Les naufrages touchent la famille Ampart. C'est par le biais de ces tragiques événements que se dévoile la suite de cette histoire familiale, car ces tragédie sont alors activement relayées par la presse. La première mention de Timothée Ampart est d'ailleurs une condamnation du Tribunal de Quimper, dans l'Audience correctionnelle du 30 avril 1885. Il doit verser 15 francs "par corps" : ce qui confirme son statut de patron de pêche, a priori juridiquement responsable. Que désignent ces corps ? Existe-t-il une rlation avec l'épidémie de choléra ? S'agit--t-il d'un accident en mer ? Un nouveau naufrage à lieu en 1889, il est alors bien identifié comme "patron du bateau de pêche L'Ange gardien". Trois marins meurent et le bateau est perdu, mais le responsable est un steamer dont l'armateur accepte de verser 1600 francs, à l'amiable, pour les dommages.

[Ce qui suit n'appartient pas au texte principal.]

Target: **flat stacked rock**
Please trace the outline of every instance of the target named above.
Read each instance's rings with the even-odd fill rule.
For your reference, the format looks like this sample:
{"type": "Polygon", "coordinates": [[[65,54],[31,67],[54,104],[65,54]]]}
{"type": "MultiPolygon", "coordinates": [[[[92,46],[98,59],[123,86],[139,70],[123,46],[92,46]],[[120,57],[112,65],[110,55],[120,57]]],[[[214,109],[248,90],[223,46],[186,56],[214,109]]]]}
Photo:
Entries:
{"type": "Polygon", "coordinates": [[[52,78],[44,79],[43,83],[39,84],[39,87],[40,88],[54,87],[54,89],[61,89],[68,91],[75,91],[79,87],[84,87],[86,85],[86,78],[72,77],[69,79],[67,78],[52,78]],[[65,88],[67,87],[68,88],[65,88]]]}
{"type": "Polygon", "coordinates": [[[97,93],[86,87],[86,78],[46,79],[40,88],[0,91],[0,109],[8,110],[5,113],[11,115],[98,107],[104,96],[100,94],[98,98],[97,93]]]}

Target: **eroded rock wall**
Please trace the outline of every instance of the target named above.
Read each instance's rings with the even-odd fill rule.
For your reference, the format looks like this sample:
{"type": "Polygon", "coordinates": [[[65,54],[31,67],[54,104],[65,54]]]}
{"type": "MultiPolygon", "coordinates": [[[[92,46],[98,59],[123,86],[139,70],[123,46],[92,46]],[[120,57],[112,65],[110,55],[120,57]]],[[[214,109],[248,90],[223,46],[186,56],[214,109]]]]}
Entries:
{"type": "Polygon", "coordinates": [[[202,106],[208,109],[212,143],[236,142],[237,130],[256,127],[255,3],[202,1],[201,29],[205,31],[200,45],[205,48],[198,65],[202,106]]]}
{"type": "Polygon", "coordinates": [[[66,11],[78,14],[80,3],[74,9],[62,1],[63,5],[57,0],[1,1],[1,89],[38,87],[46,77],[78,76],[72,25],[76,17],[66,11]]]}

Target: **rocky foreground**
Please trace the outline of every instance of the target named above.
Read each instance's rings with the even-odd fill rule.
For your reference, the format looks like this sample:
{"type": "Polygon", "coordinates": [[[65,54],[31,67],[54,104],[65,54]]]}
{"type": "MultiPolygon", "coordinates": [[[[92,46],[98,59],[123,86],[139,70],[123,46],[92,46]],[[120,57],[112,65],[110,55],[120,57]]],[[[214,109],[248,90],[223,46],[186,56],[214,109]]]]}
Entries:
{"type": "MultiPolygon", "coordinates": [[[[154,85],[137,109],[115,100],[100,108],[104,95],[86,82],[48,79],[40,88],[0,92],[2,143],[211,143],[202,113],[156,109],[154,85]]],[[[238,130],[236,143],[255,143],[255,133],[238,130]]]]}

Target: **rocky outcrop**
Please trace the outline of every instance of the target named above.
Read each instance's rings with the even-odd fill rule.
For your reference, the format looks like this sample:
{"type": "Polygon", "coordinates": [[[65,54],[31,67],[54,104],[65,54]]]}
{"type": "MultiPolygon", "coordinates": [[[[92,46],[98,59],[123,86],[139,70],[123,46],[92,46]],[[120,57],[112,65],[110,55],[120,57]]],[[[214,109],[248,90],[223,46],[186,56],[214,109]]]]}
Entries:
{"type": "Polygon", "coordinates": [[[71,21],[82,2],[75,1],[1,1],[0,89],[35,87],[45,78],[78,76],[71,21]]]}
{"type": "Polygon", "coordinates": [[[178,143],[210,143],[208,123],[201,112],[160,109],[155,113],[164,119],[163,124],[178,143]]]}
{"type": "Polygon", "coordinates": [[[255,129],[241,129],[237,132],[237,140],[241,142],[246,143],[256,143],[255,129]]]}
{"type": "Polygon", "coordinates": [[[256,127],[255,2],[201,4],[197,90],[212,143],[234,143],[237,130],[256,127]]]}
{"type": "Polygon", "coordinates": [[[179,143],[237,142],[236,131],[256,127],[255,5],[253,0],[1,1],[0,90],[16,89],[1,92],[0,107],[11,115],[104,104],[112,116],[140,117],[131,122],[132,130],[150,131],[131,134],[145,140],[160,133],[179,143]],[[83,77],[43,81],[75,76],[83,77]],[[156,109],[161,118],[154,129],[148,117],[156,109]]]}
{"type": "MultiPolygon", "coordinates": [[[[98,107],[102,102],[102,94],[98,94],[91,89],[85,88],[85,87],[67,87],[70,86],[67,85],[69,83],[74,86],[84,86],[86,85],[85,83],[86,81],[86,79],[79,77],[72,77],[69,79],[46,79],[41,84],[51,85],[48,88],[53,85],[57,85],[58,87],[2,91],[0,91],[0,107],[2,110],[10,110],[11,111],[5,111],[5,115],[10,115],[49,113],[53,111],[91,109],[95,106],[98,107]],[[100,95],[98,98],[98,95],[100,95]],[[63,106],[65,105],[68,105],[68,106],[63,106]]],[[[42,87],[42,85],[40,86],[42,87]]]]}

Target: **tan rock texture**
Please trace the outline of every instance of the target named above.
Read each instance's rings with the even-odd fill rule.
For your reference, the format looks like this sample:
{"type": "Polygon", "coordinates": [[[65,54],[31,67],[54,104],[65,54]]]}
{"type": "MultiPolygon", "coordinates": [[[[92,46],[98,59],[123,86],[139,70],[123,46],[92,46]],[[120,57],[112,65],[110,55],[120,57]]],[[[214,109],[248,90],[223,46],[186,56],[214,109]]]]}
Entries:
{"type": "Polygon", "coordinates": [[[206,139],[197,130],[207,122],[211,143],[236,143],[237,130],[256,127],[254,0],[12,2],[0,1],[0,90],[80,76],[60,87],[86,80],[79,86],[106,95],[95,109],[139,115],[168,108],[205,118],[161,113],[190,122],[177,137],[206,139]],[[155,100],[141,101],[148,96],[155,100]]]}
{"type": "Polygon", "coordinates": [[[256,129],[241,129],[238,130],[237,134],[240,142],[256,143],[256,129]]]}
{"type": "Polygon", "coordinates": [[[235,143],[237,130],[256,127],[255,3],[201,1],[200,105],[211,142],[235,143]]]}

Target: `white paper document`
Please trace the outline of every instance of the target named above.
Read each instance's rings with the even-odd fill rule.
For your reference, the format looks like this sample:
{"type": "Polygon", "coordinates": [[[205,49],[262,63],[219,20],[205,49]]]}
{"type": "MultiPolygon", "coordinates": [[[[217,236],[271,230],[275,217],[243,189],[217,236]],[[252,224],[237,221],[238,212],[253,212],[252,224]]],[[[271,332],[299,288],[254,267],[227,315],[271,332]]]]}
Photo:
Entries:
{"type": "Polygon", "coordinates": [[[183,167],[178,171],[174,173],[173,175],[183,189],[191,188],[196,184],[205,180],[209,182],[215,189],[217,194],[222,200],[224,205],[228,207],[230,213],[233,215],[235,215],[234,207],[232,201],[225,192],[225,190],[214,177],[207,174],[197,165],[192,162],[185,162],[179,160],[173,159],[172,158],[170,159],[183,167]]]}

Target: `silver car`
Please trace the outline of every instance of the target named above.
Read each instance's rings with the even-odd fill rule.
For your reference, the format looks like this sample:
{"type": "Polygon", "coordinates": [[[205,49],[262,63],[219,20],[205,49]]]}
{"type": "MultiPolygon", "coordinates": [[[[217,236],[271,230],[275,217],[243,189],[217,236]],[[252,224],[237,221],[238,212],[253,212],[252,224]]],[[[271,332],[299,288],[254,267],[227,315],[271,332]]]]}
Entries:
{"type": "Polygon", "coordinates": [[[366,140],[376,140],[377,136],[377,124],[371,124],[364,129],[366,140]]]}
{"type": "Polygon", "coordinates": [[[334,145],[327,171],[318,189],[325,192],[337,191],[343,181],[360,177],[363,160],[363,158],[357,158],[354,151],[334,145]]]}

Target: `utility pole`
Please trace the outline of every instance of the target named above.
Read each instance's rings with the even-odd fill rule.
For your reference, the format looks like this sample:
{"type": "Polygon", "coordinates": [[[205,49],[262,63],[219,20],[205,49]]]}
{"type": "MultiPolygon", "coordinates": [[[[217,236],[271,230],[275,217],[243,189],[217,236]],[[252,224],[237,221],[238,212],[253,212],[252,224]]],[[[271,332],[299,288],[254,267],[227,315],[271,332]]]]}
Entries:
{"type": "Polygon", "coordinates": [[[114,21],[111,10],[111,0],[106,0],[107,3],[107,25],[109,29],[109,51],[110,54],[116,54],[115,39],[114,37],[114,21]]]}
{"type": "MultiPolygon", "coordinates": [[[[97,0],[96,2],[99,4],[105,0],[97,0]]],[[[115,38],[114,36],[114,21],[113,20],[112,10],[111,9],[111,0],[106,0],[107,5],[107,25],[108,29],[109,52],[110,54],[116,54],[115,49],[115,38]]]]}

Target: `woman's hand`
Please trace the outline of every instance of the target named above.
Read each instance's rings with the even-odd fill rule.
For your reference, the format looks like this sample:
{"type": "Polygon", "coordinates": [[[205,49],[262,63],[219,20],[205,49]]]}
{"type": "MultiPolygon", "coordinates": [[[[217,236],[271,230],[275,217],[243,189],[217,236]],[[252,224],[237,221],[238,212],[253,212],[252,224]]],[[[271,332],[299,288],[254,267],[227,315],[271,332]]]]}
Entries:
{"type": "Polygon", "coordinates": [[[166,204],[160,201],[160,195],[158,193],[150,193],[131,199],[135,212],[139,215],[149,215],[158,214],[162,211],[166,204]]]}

Un homme vaut donc cent fois moins qu'un navire, ou la peine est-elle pondérée en fonction des moyens du payeur ? AU bénéfice du doute, on retient la seconde hypothèse.
Le troisième accident en mer est le naufrage de la chaloupe sardinière Sainte-Anne à Audierne le 14 avril 1894. Il emporte tous les marins à bord, dont le patron lui-même, Thimothée Ampart, et le fils du patron, Emile-Marie Ampart (1877-1894), alors simple mousse, et probablement l’aîné de la famille (Famille C // (2) Les enfants d'Audierne). Entre 1894 (date du naufrage) et 1895 (date du procès) de très nombreux articles de presse relatent ce drame.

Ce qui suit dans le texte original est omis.